Assémian Moularé

No. 3 – JL Bourg
- Position: Point guard / shooting guard
- League: LNB Élite EuroCup

Personal information
- Born: 21 January 2003 (age 23) Paris, France
- Listed height: 6 ft 0 in (1.83 m)
- Listed weight: 195 lb (88 kg)

Career information
- Playing career: 2020–present

Career history
- 2020–2022: Metropolitans 92
- 2022–2025: Vichy-Clermont
- 2025–present: JL Bourg

Career highlights
- EuroCup champion (2026);

= Assémian Moularé =

Ivorian-French basketball player (born 2003)

Assémian Moularé (born 21 January 2003) is an Ivorian-French professional basketball player for JL Bourg of the LNB Pro A and the EuroCup. Born in France, he represents Ivory Coast internationally.

==Professional career==

===Metropolitans 92 (2020–2022)===
In the 2020–21 season, Moularé gained his first professional experience with the Metropolitans 92 senior team in the LNB Pro A, receiving limited playing time in three games. He made his professional debut on 19 December 2020, recording one assist and one rebound in two minutes of play during a win over Boulazac Basket Dordogne. Moularé also played for the team's club in LNB Espoirs, the French under-21 league, and averaged 13.5 points, 3.1 assists, and 3.3 rebounds per game.

In 12 league games in 2021–22, Moularé averaged 1.1 points per contest in his limited role. He played in seven EuroCup games as well, averaging 1.9 points, while helping the team reach the quarterfinals. Additionally, Moularé averaged 12.5 points, 4.6 assists, and 4.4 rebounds in his final year of LNB Espoirs competition.

===Vichy-Clermont (2022–2025)===
On 21 June 2022, Moularé signed with Vichy-Clermont of the second-tier LNB Pro B on a two-year deal – his first professional contract.

Moularé entered his name into the 2023 NBA draft.
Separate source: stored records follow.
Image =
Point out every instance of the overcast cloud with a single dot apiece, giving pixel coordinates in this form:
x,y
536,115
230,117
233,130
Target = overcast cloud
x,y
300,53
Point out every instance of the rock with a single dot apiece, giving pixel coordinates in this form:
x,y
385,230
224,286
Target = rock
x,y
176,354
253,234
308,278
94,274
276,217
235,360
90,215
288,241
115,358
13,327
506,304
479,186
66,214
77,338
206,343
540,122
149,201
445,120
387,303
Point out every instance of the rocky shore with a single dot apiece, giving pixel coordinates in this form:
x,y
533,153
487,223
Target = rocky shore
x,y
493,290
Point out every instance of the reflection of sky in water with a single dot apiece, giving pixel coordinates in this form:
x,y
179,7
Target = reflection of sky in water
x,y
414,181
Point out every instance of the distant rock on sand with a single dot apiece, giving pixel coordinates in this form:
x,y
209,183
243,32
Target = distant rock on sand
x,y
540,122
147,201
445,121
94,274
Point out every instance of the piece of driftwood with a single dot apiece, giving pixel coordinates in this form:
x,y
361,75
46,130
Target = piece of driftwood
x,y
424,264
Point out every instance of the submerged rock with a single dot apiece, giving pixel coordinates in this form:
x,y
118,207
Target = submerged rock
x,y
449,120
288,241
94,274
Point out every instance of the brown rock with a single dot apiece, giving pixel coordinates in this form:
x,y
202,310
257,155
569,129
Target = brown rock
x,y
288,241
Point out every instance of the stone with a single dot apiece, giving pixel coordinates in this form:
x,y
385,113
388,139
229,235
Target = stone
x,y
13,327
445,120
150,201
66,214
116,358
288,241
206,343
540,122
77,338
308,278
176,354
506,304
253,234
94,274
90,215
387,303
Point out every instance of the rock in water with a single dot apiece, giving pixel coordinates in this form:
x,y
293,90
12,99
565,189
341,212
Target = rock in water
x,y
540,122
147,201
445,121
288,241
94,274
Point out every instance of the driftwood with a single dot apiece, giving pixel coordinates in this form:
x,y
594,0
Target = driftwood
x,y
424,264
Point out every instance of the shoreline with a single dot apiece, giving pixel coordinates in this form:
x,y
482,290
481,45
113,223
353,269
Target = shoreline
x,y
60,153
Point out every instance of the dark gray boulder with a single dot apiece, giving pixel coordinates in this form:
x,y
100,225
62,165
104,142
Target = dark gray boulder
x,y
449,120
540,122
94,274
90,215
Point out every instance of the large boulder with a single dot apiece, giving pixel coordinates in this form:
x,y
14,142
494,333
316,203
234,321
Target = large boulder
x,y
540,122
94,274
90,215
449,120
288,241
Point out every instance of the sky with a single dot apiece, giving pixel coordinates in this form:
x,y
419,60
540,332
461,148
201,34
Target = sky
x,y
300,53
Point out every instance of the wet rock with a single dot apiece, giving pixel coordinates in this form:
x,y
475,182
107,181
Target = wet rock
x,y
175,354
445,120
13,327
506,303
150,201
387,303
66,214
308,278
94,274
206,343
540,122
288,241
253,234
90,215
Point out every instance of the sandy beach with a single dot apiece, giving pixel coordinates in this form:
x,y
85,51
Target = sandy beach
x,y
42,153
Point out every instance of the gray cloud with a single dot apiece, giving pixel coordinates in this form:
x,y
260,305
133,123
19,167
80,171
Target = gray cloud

===JL Bourg (2025–present)===
On April 23, 2025, he signed a three-year contract with JL Bourg of the LNB Pro A, joining the team after the season ended.

==National team career==

===Junior national team===
Moularé represented the Ivory Coast for the first time by playing for the Ivory Coast men's national under-16 basketball team at the 2019 FIBA Under-16 African Championship held in Cape Verde. He finished as the top scorer of the tournament, averaging 20.8 points, 5.8 rebounds, and 2.8 assists in five games. Ivory Coast finished in ninth place.

===Senior national team===
Moularé made his debut for the senior national team in February 2021 during AfroBasket 2021 qualification. He appeared in three contests and averaged 3.3 points per game, including a 10-point performance against Equatorial Guinea. Ivory Coast finished the qualifying phase with an undefeated record. Moularé was named to Ivory Coast's preliminary squad for Afrobasket 2021, but was not selected to the final squad.

Moularé was called up for the first window of 2023 FIBA World Cup African qualifiers in November 2021; he was the youngest member of the squad. In their second game, Moularé recorded a game-high 20 points, seven rebounds, three assists, two steals, and one block in 19 minutes to lead his team to a 92–64 victory over the Central African Republic. Moularé was called up again ahead of the next window of qualifiers in July 2022. He was named the Man of the Match after recording 25 points, five rebounds, three assists, and one steal in a 75–73 victory over Angola. Moularé was chosen as Man of the Match again two games later as Ivory Coast defeated Guinea, 65–56, to finish first in their group and qualify to the next round.

In August 2023, Moularé was named to the 12-man roster for the 2023 FIBA Basketball World Cup.

==Personal life==
Moularé was born in Paris to a Ghanaian-Ivorian father and a Tunisian-Guadeloupean mother.